Wien. Ob Saualm oder Protestierende in der Wiener Votivkirche - Asylweber sind ein Politikum. Doch nur wenige kommen mit ihnen persönlich in Kontakt. Das Schulprojekt "Interkulturelles Forum" in Linz soll das ändern. Woche für Woche treffen Schüler des Georg von Peuerbach Gymnasiums jugendliche Asylwerber und unternehmen mit ihnen gemeinsame Projekte - Ausflüge oder Sport gehören dazu.

Jeden Montag ist es kurz nach zwölf Uhr so weit: In der 5C steht Ethikstunde auf den Plan - ab hier übernehmen Blaise Batatabo und Werner Windischbauer. Der gebürtige Kongolese Batatabo ist hauptberuflich Betreuer unbegleiteter minderjähriger Flüchtlinge bei der Linzer Volkshilfe, Werner Windischbauer unterrichtet am Gymnasium Sport und Geografie.

In den kommenden 50 Minuten sollen die Schüler gemeinsam zum Thema Asyl recherchieren, vorgegebene Fragen untereinander besprechen und beantworten. Mittendrin: die minderjährigen Flüchtlinge Hassan, Tokit, Mustafa und Rahman, die den Schülern etwas über ihr Leben in Österreich berichten.

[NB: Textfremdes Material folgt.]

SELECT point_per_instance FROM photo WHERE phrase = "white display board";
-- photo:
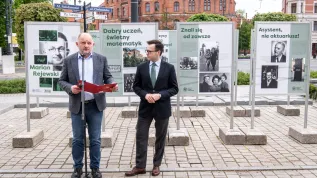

Tokit, der seit sechs Monaten in Linz lebt, wirkt gelassen und angespannt zugleich, wenn die Schüler mit ihm über Asyl reden. Interessiert ist er vor allem an Sprachen und Mathematik, wie er erzählt. Die Zusammenkunft mit den österreichischen Schülern erlebt er als angenehmen Austausch. Allerdings muss er ihnen auch viele neugierige Fragen beantworten; manche davon gehen ihm emotional zu nahe - etwa wenn es um seine persönliche Geschichte geht oder seine Beweggründe, die Heimat zu verlassen. Dann spricht er nur "über Allgemeines", zum Beispiel über sein Herkunftsland Pakistan.

Links von ihm sitzt Rahman aus Afghanistan. Der 17-Jährige konnte durch seine besseren Sprachkenntnisse schon einiges erreichen: Mit manchen Schülern trifft er sich bereits zum Sport, mit anderen, um Deutsch und Mathematik zu lernen.

Kaum Kontakte nach außen

"Blaise", so nennen die Schüler Batatabo, arbeitet schon seit fünf Jahren gemeinsam mit Windischbauer an diesem Projekt, das sich "interkulturelles Forum" nennt. Der "Integrationsraum Schule" biete Asylsuchenden eine wichtige Möglichkeit, in der österreichischen Gesellschaft Fuß zu fassen, betonen beide. Die jungen Asylwerber würden sich ansonsten nämlich weitgehend in "migrantischen Schulen" aufhalten. "Viele Flüchtlinge haben so gut wie keine Kontakte oder Freundschaften außerhalb ihres Heims", unterstreicht Windischbauer. Das Projekt solle vor allem eines bewirken: dass Flüchtlinge und Schüler eine gemeinsame Zeit verbringen.